In Honor of the greatest auteur of our time, Judith is using one of her favorite quotes by him.
"Every day, once a day, give yourself a present"
David Lynch (January 20, 1946-January 15, 2025)
Matt Zoller Seitz
Critic, Author, Filmmaker, MZS Press Creator
Matt Zoller Seitz is the Editor at Large and film critic of RogerEbert.com; Features Writer for New York Magazine and Vulture.com, Contributing Writer for D Magazine and Texas Highways as well as finalist for the Pulitzer Prize in criticism. His writing on film and TV has appeared in Sight and Sound, The New York Times, Salon.com, The New Republic and Rolling Stone. Seitz is the founder and original editor of the influential film blog The House Next Door, now a part of Slant Magazine.
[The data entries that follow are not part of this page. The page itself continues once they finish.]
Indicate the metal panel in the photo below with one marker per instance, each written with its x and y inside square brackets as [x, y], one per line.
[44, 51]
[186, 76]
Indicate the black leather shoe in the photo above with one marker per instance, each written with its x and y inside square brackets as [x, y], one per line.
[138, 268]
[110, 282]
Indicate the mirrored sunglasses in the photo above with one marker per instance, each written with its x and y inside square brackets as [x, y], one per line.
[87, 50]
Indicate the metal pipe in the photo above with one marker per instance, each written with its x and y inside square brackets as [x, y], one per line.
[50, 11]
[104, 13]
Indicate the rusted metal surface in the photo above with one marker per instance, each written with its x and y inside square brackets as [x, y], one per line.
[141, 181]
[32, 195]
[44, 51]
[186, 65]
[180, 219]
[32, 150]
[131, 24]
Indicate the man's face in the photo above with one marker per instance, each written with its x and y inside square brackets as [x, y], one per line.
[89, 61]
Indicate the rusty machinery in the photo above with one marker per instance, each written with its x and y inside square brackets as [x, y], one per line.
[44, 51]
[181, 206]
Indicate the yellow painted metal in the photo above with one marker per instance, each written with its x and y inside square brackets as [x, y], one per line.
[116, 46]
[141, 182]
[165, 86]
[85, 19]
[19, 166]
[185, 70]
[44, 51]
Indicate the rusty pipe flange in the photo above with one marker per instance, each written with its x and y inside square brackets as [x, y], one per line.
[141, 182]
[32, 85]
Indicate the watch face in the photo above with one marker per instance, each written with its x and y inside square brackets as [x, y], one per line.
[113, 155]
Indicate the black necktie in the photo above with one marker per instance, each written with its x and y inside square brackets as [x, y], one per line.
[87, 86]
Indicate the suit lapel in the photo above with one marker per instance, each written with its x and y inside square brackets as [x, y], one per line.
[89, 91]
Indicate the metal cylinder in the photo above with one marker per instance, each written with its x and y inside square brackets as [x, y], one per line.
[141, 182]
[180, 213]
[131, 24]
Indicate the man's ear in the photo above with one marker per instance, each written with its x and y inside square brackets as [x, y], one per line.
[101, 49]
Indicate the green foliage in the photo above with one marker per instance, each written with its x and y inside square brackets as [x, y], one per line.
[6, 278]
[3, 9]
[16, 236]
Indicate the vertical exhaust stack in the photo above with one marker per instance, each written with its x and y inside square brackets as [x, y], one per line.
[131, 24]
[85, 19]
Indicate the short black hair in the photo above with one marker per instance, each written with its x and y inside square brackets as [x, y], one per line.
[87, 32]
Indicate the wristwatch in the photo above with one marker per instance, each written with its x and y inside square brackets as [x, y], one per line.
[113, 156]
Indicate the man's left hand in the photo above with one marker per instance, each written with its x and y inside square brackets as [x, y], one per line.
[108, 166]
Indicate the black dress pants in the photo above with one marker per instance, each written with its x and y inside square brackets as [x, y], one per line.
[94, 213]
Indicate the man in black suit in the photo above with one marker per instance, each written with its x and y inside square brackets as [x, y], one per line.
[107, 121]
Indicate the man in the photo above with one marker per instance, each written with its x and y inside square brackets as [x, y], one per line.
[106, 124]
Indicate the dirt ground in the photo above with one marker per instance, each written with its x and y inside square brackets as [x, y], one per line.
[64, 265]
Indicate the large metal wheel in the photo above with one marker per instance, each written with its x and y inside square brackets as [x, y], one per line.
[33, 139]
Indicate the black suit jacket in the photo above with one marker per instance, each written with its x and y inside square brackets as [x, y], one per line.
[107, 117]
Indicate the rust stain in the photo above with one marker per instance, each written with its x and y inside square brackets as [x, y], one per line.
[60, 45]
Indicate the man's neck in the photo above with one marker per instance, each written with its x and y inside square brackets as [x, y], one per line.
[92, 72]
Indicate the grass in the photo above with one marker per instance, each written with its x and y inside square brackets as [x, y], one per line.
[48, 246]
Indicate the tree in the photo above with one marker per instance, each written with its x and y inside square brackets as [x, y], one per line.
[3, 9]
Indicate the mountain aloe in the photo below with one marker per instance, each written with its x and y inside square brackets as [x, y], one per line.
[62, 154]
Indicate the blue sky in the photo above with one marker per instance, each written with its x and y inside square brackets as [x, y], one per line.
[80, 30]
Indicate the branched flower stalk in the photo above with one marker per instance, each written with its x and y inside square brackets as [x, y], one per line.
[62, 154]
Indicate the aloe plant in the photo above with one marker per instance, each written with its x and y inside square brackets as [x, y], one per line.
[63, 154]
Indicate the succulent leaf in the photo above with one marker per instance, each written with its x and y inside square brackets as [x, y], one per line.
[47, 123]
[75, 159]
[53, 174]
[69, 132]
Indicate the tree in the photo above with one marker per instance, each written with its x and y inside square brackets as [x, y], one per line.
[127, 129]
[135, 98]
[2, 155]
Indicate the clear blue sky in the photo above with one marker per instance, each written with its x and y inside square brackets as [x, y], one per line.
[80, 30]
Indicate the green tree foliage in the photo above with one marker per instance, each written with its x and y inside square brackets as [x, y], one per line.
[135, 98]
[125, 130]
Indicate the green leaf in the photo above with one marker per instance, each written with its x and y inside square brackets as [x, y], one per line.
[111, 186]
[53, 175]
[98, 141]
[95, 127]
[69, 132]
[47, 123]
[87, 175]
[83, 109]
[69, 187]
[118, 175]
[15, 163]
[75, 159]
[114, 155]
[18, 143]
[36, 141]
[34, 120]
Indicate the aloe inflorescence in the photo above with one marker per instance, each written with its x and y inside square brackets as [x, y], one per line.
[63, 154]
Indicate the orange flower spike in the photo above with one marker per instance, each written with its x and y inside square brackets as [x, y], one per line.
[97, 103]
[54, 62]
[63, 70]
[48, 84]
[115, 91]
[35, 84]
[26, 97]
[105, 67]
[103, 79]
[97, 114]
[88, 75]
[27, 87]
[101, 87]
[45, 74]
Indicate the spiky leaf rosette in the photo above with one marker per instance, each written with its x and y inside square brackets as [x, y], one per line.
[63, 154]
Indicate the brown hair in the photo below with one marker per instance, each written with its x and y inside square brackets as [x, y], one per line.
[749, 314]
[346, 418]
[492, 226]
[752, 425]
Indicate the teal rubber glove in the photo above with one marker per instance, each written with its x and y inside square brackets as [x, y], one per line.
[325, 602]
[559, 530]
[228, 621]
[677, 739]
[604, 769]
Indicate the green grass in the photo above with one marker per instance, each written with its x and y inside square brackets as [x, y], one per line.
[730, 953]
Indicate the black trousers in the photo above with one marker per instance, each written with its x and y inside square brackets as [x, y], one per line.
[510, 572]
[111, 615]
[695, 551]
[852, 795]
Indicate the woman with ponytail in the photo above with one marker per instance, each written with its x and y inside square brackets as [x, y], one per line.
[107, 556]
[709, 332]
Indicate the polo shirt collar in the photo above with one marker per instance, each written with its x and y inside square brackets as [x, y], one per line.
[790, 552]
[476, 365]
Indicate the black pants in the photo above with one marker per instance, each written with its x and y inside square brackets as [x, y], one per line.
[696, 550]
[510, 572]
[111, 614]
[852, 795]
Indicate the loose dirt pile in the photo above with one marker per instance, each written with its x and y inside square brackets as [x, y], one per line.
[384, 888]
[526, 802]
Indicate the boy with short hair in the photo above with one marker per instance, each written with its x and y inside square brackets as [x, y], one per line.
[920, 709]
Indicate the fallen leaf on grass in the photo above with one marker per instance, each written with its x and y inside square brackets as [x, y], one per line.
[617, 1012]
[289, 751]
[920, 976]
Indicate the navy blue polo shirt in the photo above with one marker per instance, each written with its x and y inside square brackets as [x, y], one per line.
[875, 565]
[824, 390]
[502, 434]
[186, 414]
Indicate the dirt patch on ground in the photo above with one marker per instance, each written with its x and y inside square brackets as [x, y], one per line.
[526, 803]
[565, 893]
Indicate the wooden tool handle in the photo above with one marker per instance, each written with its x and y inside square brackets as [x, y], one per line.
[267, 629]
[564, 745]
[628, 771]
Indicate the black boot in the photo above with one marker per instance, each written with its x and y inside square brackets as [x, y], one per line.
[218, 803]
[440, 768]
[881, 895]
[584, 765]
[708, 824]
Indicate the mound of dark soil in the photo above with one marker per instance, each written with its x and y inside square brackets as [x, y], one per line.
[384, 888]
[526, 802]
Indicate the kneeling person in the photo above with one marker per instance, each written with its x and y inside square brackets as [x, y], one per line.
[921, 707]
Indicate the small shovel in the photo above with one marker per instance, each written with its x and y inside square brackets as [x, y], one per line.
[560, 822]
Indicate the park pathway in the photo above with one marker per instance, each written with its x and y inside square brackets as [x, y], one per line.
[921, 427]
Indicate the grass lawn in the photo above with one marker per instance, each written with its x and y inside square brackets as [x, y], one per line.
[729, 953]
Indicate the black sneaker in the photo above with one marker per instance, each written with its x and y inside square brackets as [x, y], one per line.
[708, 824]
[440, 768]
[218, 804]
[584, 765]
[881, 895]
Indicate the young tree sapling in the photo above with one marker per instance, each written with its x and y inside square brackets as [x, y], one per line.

Seitz has written, narrated, edited or produced over a hundred hours’ worth of video essays about cinema history and style for The Museum of the Moving Image, Salon.com and Vulture, among other outlets such as Texas Highways and AARP. His five-part 2009 video essay Wes Anderson: The Substance of Style was spun off into the hardcover book The Wes Anderson Collection. This book and its follow-up, The Wes Anderson Collection: Grand Budapest Hotel were New York Times bestsellers.
Other Seitz books include the New York Times bestsellers The Sopranos Sessions and Mad Men Carousel; TV (The Book), The Deadwood Bible: A Lie Agreed Upon, The Wes Anderson Collection: The French Dispatch and the new The Wes Anderson Collection: Asteroid City. He is also an interviewer, moderator, and film programmer who has curated and hosted film and TV presentations for the Museum of the Moving Image, IFC Center, San Francisco's Roxie Cinema, and other venues. In October 2024 he brought the legendary filmmaker Oliver Stone back to Dallas for a historic return to the city and the Texas Theatre, considered the biggest film event of Dallas in 2024 by Dallas Observer!
Judith Carter was in the Upscale and Luxury Hospitality Industry for most of her life. In 2004 she had a beautiful baby boy with Special Needs and put the pause on her career until 2017 to dedicate herself to him and then others, assisting and volunteering as a legal advocate ensuring the best medical care, evaluations and educations for Special Needs children and their families.
Matt and Judith were family friends for over 20 years. She was there with her family in support when his wife Jen passed away suddenly in 2006. Then just 6 weeks later while Matt was in Dallas; he and his Father, Dave, and Step-Mother, Genie, were there as support, when Judith was alone and her son received the first of many diagnoses that changed the trajectory of their lives. So it made sense in the turbulent year of 2020, Matt asked Judith to take over running the online store that has become MZS.press. The rest as they say is, "Their"-story.